Richard Novack è un uomo arrivato. Ricco, indipendente, divorziato con un figlio lontano, felicemente solo. Le uniche persone che gli stanno intorno, e di cui sente il bisogno, sono il personal trainer, la nutrizionista e la governante. Non va in ufficio, gestisce il suo lavoro dal computer di casa, mangia solo le striminzite porzioni che gli vengono preparate, e guarda dalla finestra la donna dal costume rosso che ogni giorno nuota nella piscina della villa accanto alla sua. Fuori c’è Los Angeles, surreale, caotica, esclusiva, eccentrica. Sembra che ad una persona comune sia vietato vivere nella città degli angeli, tra terremoti, incendi, smottamenti.Tutto questo fino a ieri. Perché ieri è successo qualcosa che ha estirpato Richard dal suo mondo, per scaraventarlo in uno nuovo e assurdo, popolato da filosofeggianti gestori di fast food, attori di grande successo che abitano nella villetta accanto, casalinghe disperate, medici opportunisti, grandi scrittori carismatici che vivono praticamente nell’anonimato, cavalli caduti in un cratere nel giardino di casa. Richard è confuso, non c’è spazio nella sua mente per tutti questi strani tasselli di esistenza che continuano ad andare fuori posto creando disordine nella sua vita. Ma la cosa più perturbante di tutte è il suo desiderio, a lui stesso inconcepibile, di riallacciare i rapporti col figlio abbandonato, che vive con la madre a New York, e con il quale non sarà per niente facile avere a che fare. Perché Ben ha un’identità complessa tutta da scoprire, e la mancanza della figura paterna negli anni passati non lo ha certo aiutato in questo senso. Ma in fondo, un padre è sempre un padre. Giusto?

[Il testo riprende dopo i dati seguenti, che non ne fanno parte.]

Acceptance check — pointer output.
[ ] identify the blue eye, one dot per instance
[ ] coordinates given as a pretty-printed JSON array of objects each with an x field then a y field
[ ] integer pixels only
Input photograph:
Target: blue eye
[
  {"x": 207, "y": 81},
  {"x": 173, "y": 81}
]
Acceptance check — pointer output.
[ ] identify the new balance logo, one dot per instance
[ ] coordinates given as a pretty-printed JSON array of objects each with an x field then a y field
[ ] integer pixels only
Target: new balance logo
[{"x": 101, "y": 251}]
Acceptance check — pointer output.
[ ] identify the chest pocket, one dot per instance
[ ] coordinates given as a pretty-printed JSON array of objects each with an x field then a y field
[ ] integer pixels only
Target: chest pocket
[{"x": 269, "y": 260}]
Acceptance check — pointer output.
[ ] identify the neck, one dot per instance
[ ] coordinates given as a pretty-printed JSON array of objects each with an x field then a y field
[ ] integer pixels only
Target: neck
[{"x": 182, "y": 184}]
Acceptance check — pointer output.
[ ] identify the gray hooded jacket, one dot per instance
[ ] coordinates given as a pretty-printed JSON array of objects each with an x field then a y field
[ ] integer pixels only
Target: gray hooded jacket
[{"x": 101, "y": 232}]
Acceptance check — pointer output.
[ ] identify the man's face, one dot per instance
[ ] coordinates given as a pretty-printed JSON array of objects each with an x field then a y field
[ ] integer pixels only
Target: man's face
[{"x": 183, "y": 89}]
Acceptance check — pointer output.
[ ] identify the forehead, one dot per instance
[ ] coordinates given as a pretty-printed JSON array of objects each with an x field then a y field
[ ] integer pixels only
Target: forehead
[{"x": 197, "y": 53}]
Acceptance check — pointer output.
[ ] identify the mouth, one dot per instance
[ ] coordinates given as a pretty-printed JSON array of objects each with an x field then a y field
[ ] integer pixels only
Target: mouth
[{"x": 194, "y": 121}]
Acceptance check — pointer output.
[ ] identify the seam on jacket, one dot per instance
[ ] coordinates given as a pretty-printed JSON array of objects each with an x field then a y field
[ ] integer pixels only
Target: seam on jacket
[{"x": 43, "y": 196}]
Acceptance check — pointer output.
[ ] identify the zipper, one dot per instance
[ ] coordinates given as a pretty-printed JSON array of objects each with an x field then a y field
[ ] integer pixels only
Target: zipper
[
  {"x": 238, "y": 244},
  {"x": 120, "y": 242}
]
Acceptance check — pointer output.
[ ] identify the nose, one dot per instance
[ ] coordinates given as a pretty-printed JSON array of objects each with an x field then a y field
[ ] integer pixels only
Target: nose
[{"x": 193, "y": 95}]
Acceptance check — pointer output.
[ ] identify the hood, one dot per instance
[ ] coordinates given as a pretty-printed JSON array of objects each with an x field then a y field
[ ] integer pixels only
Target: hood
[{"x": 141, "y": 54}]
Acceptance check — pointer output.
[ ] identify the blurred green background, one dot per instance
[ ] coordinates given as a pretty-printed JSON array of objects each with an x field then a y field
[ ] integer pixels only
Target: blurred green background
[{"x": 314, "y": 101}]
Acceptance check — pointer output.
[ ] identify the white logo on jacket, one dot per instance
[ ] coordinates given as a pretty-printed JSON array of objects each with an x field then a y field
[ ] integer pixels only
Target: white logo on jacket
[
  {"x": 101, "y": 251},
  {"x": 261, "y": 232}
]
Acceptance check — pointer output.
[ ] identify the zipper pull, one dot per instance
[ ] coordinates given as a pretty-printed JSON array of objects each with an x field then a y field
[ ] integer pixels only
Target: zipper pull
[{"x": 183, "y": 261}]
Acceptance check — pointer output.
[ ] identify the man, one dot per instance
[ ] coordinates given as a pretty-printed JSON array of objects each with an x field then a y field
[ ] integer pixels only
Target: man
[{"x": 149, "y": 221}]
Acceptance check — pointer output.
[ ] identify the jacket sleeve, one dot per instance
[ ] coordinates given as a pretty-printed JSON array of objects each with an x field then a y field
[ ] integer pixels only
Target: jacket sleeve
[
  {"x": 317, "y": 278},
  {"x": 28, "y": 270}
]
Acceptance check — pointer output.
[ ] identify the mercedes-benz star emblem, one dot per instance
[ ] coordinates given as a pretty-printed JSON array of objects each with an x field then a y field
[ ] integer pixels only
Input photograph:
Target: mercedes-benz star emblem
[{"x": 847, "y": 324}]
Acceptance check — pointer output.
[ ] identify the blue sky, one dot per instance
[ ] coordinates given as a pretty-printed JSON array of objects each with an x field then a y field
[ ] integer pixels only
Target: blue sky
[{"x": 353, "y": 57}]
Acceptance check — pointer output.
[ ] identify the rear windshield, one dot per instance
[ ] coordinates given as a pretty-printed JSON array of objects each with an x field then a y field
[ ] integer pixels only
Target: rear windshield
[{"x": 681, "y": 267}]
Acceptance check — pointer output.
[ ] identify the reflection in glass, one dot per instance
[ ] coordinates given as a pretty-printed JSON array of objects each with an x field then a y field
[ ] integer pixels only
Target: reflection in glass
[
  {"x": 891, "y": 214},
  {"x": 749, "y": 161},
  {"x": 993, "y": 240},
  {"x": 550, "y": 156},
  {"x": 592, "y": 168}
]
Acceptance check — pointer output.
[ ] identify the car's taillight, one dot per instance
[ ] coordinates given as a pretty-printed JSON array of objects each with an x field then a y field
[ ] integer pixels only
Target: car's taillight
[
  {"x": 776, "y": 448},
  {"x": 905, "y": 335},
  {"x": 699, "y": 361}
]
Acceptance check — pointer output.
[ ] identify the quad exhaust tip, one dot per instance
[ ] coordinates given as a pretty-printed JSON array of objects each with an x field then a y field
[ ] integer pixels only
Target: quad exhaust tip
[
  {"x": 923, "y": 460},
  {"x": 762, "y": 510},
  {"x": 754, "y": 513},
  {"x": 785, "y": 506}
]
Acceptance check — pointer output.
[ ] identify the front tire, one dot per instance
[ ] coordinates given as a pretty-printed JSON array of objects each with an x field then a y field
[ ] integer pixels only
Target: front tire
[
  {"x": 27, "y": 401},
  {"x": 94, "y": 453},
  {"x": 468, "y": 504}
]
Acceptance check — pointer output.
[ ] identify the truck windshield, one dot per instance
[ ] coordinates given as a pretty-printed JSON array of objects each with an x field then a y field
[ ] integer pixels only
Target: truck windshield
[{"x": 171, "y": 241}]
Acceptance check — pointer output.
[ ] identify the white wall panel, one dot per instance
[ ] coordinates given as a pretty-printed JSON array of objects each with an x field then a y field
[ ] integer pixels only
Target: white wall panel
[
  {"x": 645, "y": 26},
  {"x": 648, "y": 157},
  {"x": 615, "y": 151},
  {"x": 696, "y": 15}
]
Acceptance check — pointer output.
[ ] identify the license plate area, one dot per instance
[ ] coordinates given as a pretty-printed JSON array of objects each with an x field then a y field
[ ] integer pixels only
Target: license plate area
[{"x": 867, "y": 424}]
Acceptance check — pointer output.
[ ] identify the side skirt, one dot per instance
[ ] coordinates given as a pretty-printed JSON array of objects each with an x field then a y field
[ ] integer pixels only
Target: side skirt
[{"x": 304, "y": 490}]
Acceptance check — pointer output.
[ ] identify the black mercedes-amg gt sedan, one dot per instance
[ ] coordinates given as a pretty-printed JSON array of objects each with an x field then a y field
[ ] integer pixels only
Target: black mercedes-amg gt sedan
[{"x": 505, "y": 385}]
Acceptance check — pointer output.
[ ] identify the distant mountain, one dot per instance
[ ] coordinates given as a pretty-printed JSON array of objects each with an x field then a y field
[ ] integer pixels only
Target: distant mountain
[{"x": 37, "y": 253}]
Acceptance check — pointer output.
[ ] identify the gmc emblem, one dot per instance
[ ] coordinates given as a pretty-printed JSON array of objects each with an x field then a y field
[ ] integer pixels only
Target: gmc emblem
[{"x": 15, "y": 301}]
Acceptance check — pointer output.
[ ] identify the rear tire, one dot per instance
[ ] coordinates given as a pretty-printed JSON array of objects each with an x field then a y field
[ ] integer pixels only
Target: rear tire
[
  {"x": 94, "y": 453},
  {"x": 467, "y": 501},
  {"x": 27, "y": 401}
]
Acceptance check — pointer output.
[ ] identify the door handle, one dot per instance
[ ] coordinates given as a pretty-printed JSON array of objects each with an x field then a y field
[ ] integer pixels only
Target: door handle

Come scrive Stephen King in quarta di copertina, “Questa storia coraggiosa di un uomo perduto a se stesso che si riaggancia al mondo potrebbe diventare una pietra miliare generazionale [...]. C’è molto ottimismo nel romanzo, ma la tonalità asciutta della Homes fa sì che non suoni fasullo come un biglietto d’auguri. E a questo contribuisce l’atmosfera del romanzo che è quella della stravagante Los Angeles del ventunesimo secolo. E poi, chissà, forse davvero salverà la vita a qualcuno...”. Se lo dice un maestro come King, non posso che essere d’accordo.